McCarthy seems like she was born to play this role, imbuing the crass and socially awkward Israel with enough sympathy to keep viewers rooting for her to succeed in her criminal endeavors.


This is very much Oscar bait and will most likely be unfortunately consigned to the scrap heap of other prestige dramas but it is very much worth your eyeballs.

Saturday, April 13, 2019

Mary Queen of Scots (2018)

  This, friends, is the Christy pick for April. 

Mary Stuart (Saoirse Ronan) returns to Scotland after being widowed to take the mantle of Queen.  Like her famous cousin, Elizabeth (Margot Robbie), Mary struggles with keeping her power from grasping hands who would seek to usurp her and put a man on her throne.  This is further complicated by politics that would pit the two female monarchs against one another.

This is not a new story or even a new take on the story and that cannot help but drag the film down.  It's bolstered by excellent performances by Ronan and Robbie, gorgeous scenery, and sumptuous costumes.  It's also the first English historical epic I've seen to feature a truly diverse cast, LGBT acceptance, and a real exploration of the precariousness of these royal women.  Unfortunately, none of that is enough to save it from being overly long, punctuated with boredom, and still reliant on overused tropes.

Mary herself is not a very likeable character and it's hard to sympathize with her when she constantly puts her foot in her mouth.  In fact, pretty much everyone in this film is kind of an asshole.  Dudley (Joe Alwyn) and Darnley (Jack Lowden) are petulant, cowardly whiners as the love interests to Elizabeth and Mary, respectively.  Guy Pearce is manipulative, James McArdle is entitled, and the only one who seems like he's having any fun at all is David Tennant.  And not just because he gets to wear a giant beard and use his real accent.

Out of all the amazing women in history, why do we keep returning to the same dry wells?  There are thousands of untold stories from every culture in the world of warrior queens, savvy diplomats, and puppet masters.  Where's my Dolly Madison biopic?  Boudicca?  Hatshepsut?  My non-Disneyfied Mulan?

Monday, April 8, 2019

Skin (2018)

  This won Best Live Action short at this year's Oscars.  It has a great twist that in any other timeline would be comedic but here is definitely being played as serious.

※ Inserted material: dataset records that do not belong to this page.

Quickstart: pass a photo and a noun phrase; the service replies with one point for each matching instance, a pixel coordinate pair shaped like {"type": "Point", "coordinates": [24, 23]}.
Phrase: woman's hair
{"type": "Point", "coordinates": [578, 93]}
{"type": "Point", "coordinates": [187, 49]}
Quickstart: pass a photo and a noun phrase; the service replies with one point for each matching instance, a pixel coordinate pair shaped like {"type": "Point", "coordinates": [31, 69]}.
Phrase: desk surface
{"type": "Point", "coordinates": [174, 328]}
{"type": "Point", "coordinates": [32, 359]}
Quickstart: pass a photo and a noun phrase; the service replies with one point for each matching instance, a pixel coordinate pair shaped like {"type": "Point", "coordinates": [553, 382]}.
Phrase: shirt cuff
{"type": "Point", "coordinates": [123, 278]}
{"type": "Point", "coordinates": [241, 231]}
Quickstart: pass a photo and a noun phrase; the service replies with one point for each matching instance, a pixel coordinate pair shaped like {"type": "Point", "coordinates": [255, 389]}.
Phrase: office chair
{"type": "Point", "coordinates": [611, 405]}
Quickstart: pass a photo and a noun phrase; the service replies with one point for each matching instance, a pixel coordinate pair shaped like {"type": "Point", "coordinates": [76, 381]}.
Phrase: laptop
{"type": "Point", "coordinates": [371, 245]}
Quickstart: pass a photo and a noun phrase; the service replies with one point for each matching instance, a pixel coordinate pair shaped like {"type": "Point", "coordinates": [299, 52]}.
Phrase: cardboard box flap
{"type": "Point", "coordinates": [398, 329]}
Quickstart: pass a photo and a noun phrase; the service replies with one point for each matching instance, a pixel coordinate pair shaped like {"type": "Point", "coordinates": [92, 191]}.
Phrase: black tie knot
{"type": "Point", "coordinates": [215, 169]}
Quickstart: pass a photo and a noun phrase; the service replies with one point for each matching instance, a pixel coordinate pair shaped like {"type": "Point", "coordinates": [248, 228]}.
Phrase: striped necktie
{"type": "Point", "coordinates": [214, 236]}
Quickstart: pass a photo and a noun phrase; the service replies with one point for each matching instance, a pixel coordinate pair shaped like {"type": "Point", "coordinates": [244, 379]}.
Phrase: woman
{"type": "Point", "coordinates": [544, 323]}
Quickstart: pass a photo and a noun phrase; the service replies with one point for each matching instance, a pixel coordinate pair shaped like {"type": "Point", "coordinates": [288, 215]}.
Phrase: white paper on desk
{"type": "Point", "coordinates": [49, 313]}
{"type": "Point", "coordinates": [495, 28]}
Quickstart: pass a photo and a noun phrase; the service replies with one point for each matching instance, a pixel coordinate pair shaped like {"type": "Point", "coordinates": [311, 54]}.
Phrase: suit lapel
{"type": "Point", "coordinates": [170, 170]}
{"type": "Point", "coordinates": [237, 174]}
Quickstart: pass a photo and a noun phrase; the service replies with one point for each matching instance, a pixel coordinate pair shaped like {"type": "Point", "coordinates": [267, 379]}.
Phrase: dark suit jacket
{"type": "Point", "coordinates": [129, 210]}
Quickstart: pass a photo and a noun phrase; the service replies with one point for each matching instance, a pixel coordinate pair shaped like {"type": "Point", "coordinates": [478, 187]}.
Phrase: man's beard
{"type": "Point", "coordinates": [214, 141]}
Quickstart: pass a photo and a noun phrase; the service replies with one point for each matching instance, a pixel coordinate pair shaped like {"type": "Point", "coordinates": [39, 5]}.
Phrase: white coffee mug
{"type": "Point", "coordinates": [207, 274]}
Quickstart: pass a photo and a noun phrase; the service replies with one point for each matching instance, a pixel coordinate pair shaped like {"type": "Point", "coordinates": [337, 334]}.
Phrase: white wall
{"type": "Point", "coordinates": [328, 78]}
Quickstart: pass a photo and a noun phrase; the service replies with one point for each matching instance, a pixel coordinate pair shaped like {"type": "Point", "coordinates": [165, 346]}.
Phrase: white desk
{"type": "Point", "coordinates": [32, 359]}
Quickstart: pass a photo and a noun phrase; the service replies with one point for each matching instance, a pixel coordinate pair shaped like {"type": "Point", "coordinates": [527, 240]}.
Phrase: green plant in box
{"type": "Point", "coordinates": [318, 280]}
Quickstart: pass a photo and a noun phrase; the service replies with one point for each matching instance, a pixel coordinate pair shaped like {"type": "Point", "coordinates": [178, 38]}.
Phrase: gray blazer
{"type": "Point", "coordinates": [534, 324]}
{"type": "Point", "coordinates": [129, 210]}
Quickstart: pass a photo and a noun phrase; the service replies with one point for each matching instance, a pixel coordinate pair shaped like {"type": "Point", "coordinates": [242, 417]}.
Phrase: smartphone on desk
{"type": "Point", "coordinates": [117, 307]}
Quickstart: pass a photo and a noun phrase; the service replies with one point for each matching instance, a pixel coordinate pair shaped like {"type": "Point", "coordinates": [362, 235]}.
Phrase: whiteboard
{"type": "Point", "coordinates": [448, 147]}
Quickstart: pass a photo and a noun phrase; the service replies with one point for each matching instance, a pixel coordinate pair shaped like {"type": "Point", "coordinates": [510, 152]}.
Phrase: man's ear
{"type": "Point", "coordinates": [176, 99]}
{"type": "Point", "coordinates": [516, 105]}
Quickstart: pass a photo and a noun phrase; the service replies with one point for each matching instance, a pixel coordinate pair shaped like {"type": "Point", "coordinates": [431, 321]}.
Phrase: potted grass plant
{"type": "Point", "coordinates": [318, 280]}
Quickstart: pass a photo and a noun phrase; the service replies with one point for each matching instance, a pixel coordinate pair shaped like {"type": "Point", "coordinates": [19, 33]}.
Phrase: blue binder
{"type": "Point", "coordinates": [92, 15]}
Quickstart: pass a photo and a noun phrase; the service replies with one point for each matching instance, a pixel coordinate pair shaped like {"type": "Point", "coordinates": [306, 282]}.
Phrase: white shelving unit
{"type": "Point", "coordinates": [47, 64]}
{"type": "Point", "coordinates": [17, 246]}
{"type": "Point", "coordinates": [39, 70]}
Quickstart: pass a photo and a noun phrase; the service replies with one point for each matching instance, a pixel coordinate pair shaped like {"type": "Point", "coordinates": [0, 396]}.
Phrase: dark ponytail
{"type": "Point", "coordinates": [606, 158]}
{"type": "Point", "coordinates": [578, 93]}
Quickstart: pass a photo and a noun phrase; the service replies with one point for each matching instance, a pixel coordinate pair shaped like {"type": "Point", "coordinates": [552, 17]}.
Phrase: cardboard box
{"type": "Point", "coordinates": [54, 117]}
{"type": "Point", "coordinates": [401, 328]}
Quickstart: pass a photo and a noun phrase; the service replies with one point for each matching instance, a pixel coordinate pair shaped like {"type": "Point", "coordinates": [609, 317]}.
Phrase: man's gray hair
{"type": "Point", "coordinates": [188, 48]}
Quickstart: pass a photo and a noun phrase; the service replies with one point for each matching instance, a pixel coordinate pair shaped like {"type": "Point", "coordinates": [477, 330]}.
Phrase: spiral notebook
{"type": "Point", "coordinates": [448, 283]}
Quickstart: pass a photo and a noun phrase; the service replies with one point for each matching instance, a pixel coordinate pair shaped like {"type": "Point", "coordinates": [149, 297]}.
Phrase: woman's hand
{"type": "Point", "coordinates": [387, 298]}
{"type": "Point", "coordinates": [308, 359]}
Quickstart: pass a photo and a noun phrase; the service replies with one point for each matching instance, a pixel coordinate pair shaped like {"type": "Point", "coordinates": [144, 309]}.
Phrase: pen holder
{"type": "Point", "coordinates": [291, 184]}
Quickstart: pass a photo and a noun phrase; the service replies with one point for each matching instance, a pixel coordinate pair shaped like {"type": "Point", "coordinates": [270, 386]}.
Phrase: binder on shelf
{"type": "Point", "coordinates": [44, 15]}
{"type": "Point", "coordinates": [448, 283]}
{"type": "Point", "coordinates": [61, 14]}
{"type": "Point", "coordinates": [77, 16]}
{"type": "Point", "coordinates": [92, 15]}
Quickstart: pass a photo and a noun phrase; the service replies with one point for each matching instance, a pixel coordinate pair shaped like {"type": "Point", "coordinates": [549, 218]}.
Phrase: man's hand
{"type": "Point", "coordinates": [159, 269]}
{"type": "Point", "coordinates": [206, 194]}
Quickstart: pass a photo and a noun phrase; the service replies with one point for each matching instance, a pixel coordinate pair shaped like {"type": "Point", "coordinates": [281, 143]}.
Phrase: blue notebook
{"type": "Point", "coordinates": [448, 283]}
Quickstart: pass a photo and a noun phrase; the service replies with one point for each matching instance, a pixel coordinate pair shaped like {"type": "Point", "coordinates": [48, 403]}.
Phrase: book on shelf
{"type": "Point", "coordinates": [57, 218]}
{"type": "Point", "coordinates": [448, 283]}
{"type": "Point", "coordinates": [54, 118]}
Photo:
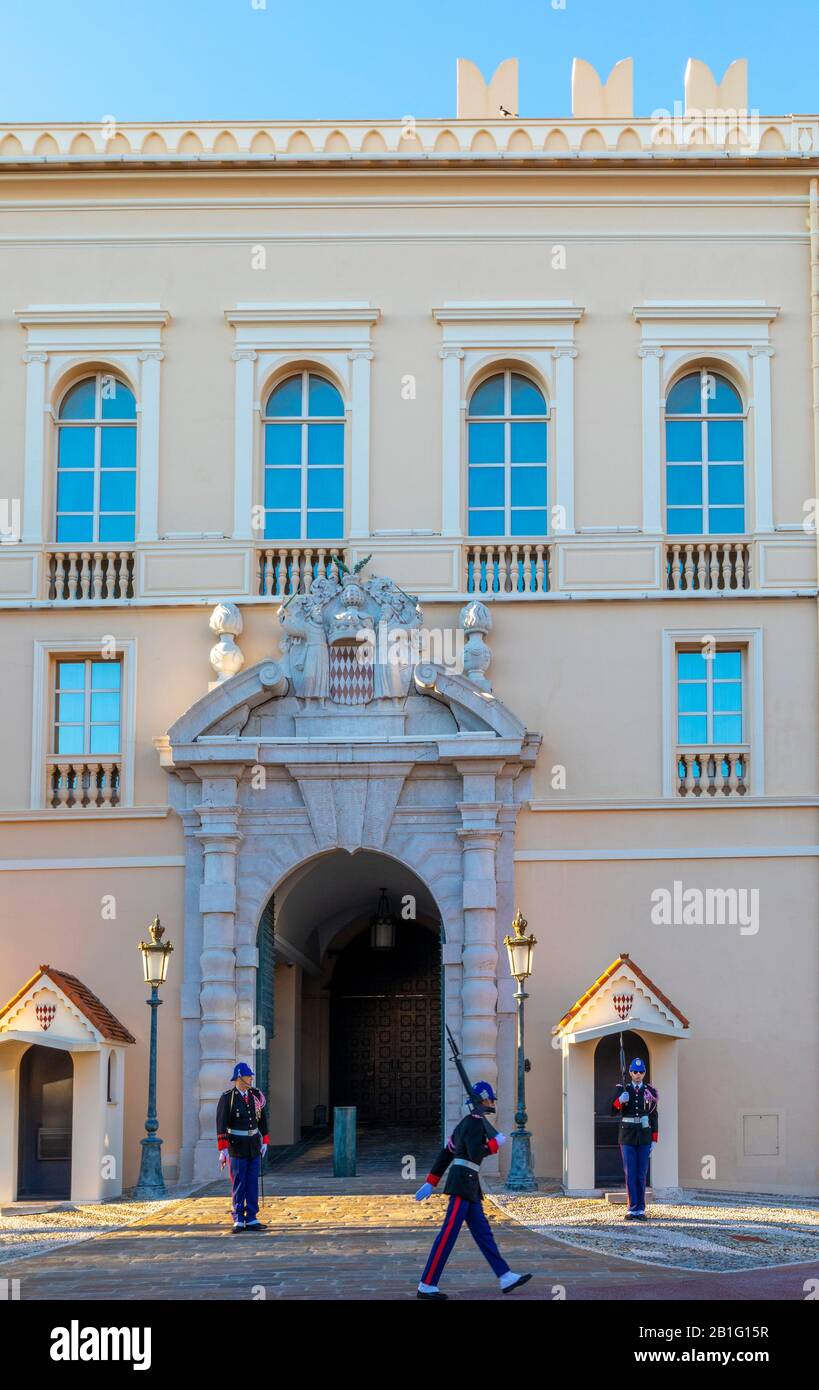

Jaydee (Ashley Thomas) smiles across a supermarket aisle at a little white boy (Jackson Robert Scott), sparking a confrontation from the boy's white supremacist father (Jonathan Tucker), who calls his friends and attack Jaydee in the parking lot in front of his wife (Shelley Francisco) and son (Lonny Chavis).  Later, a group of Jaydee's friends abduct his attacker in front of his son, drug him, and tattoo every inch of his skin black.

I was really trying to prepare myself for this film to end violently.  The setup is there and there's been too many real news stories that start exactly like this for me to hope for a happy ending.  As it was, the ending felt like a surprise and yet inevitable, which is good.  My only real complaint is that the majority of characters aren't referred to by name and one of those names is wrong on IMDb.  I just find that irritating.